Voor de WOZ-tarieven 2011 gelden de WOZ-waarden met peildatum 1 januari 2010. De WOZ-waarde-ontwikkeling (daling) van 1 januari 2009 naar 1 januari 2010 is voor woningen vastgesteld op -3,5% en voor niet-woningen op -1,2%. Om de OZB-opbrengsten van het bestaande areaal daadwerkelijk met 2,15% te laten stijgen dienen de tarieven voor 2011 met deze waarde-ontwikkelingpercentages te worden verhoogd.

 

Dit leidt voor 2011 tot de volgende tarieven:

 

 

Tarief 2010

Gewenste meeropbrengst t.o.v. 2010 in procenten

Gevolgen waardedaling in procenten

Totaal benodigde tariefstijging in procenten

Tarief 2011

Eigenaar woningen

0,0995

2,15

3,50

5,65

0,1051

Eigenaar niet-woningen

0,1938

2,15

1,20

3,35

0,2003

Gebruiker niet-woningen

0,1554

2,15

1,20

3,35

0,1606

 

In voorgaande jaren was er sprake van jaarlijks stijgende WOZ-waarden en leidde de waardestijging tot een neerwaartse bijstelling van het tarief.

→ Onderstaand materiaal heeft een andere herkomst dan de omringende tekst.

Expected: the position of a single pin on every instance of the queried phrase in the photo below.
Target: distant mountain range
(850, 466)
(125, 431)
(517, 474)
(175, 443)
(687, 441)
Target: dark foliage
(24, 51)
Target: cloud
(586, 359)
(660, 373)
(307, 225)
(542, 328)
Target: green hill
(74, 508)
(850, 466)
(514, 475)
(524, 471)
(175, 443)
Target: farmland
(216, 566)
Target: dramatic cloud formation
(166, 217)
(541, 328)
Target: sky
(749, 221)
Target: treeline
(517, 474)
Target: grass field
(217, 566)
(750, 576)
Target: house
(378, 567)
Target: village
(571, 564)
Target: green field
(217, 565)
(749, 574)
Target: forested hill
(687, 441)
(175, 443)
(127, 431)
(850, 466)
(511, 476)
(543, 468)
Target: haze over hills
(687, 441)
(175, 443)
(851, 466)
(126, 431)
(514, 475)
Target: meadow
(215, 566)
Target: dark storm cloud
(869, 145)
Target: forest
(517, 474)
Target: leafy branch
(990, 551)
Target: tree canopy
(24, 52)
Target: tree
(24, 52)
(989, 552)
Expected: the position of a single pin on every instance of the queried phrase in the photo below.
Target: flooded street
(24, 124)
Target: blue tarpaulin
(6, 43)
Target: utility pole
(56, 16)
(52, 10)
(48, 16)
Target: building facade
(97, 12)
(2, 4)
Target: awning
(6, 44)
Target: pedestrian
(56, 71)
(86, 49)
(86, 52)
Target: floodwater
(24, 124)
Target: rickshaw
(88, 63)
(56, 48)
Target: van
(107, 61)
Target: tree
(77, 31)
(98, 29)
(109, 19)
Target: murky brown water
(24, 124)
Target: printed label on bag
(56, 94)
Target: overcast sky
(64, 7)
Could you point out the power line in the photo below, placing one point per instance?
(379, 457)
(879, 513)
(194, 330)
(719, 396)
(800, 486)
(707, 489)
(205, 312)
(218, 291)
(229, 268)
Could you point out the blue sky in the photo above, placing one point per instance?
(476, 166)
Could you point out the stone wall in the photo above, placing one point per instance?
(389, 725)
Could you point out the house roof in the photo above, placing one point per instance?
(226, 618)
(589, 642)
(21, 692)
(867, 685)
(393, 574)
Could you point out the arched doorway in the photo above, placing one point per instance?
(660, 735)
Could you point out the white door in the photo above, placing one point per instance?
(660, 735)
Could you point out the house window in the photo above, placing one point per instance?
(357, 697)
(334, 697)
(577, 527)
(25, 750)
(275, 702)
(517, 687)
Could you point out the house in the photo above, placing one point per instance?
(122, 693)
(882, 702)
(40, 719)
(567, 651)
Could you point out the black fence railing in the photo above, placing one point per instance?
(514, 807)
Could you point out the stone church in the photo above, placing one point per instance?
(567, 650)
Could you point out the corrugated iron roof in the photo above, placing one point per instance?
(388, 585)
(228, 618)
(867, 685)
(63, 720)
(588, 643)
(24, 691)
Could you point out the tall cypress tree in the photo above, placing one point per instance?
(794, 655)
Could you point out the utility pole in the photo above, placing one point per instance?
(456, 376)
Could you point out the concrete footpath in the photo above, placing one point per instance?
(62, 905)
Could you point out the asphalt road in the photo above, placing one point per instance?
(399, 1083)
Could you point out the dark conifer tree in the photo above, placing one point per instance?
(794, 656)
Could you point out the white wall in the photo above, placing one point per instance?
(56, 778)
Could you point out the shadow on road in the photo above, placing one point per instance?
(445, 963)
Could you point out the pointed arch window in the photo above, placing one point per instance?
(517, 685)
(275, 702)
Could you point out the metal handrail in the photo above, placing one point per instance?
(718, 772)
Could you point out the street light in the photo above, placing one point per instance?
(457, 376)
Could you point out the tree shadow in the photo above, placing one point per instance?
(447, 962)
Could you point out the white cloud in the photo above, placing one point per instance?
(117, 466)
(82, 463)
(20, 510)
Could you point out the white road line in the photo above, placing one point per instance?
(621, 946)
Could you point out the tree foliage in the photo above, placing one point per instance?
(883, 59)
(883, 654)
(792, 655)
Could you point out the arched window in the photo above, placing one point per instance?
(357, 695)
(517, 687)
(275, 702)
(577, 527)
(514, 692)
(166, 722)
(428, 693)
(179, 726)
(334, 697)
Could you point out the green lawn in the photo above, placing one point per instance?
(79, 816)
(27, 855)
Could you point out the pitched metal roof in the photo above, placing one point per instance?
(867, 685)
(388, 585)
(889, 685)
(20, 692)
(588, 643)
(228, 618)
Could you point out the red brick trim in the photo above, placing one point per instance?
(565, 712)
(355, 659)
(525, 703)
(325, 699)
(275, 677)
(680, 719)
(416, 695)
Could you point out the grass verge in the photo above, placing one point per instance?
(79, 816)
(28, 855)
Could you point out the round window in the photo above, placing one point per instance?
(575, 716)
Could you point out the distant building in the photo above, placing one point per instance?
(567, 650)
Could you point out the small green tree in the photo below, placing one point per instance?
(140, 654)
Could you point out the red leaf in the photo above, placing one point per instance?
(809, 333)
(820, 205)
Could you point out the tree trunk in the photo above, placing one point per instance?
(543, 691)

Voor 2011 leidt volgens dezelfde methodiek een waardedaling tot een opwaartse bijstelling van het tarief. Dit met als jaarlijks uitgangspunt dat de OZB-opbrengst van het areaal gelijk is aan die van het voorgaande jaar verhoogd met het tarief dat jaarlijks bij de Kadernota/brief door de raad wordt vastgesteld.

Hierbij zullen wel afwijkingen ontstaan in de aanslagen die per afzonderlijk belastingobject worden opgelegd ten overstaande van 2010 door daling of stijging van de waarde van panden op grond van de jaarlijkse herwaardering.